Retrospectively examining the Hattiesburg and Tornado hashtags showed that the initial hashtag utilized (about 4 hours prior to impact) for the storm was #MSWX (standing for Mississippi), followed by the specific event that occurred #tornado, and later focused on the area it struck (#hattiesburg)(Figure 2). One might conclude that multiple hashtags would be effective for distribution, but this study did not demonstrate that. Purposeful employing of multiple hashtags may prove to bridge evolving hashtag trends and may have statistical significance in twitter message virality in the future.


Fig. 2: Top Hashtag Use

Displays hashtag utilization by regionally identified Alabama and Mississippi Twitter users. 4 hours pre-storm (-4); storm (0); 8 hours post-storm (8);

Lastly, this study suggests that more disaster response applications and opportunities exist for the use of Twitter. Perhaps hashtags could be employed in search and rescue of individuals entrapped after an event such as an earthquake or building collapse. If the individual or their family has access to their phone they could employ a (hashtag) #911 and turn GPS on to allow search and rescue teams to rapidly locate them in real-time. The power of Twitter is an effective bimodal communication in real time with the affected at-risk populations.

This study validates the value of Twitter in disaster planning, mitigation, preparedness and response and possibly in assisting the prioritization of recovery and rehabilitation efforts. It is hypothesized that Twitter can be effectively used in the disaster recovery phase, however our study solely focused on the initial disaster response phase. Future studies should explore Twitter’s potential across the entire disaster cycle.


The findings are limited by the scope of time (96 hrs), and nature of event that was monitored in the region. Regardless the pre-tornado activity was typical of most normal days and activities in the region. The team was still able to extract and triangulate a total of 81,441 tweets and 10,646 twitter users, 27,309 retweets, and 2,637 tweets with GPS coordinates (pre and post).

Search terms only utilized the English language and may miss minor misspellings of those terms not caught in the small user sampling. City names were not used outside of Birmingham and Hattiesburg due to corresponding cities in other states. Social media sites often provide anonymity that many users wish to preserve making defining their region impossible. Some users may be on business accounts and some view tweets without creating accounts.

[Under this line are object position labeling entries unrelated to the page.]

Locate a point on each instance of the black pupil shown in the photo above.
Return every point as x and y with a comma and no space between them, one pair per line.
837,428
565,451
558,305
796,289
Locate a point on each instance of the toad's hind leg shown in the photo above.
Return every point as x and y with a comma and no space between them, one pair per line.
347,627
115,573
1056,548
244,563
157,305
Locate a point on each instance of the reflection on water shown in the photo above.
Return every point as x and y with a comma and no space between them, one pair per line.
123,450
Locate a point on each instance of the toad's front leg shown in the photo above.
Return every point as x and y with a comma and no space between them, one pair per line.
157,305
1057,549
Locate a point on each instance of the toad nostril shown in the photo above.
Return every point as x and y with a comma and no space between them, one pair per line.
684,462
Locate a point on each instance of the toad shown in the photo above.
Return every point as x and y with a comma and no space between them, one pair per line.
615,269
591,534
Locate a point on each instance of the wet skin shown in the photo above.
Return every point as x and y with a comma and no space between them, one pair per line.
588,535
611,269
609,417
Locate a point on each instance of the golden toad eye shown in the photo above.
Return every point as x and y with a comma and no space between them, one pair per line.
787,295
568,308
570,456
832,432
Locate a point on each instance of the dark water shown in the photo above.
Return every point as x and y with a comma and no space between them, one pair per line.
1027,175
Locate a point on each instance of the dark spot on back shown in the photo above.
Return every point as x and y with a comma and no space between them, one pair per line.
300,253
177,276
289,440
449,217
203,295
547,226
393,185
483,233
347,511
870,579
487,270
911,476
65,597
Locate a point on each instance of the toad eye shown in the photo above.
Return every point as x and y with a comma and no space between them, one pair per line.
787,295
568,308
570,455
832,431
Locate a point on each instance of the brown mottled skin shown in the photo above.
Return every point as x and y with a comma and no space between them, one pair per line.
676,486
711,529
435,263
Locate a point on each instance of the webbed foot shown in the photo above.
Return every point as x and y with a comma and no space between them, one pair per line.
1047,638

Twitter’s unique features allow it to be considered a unique social media tool applicable for emergency managers and public health officials for rapid and accurate two-way communication. Additionally, understanding how and if a variable can be manipulated plays a key role in understanding how to use this social media platform for effective, accurate, and rapid mass information communication. This knowledge will create a better framework for understanding how to create and alter messages that will be effectively received by the at-risk population and potentially mitigate adverse outcomes. This platform can be accessed via a smart phone so is relatively ubiquitous for all populations regardless of social and economic status.

Competing Interests

The authors have declared that no competing interests exist.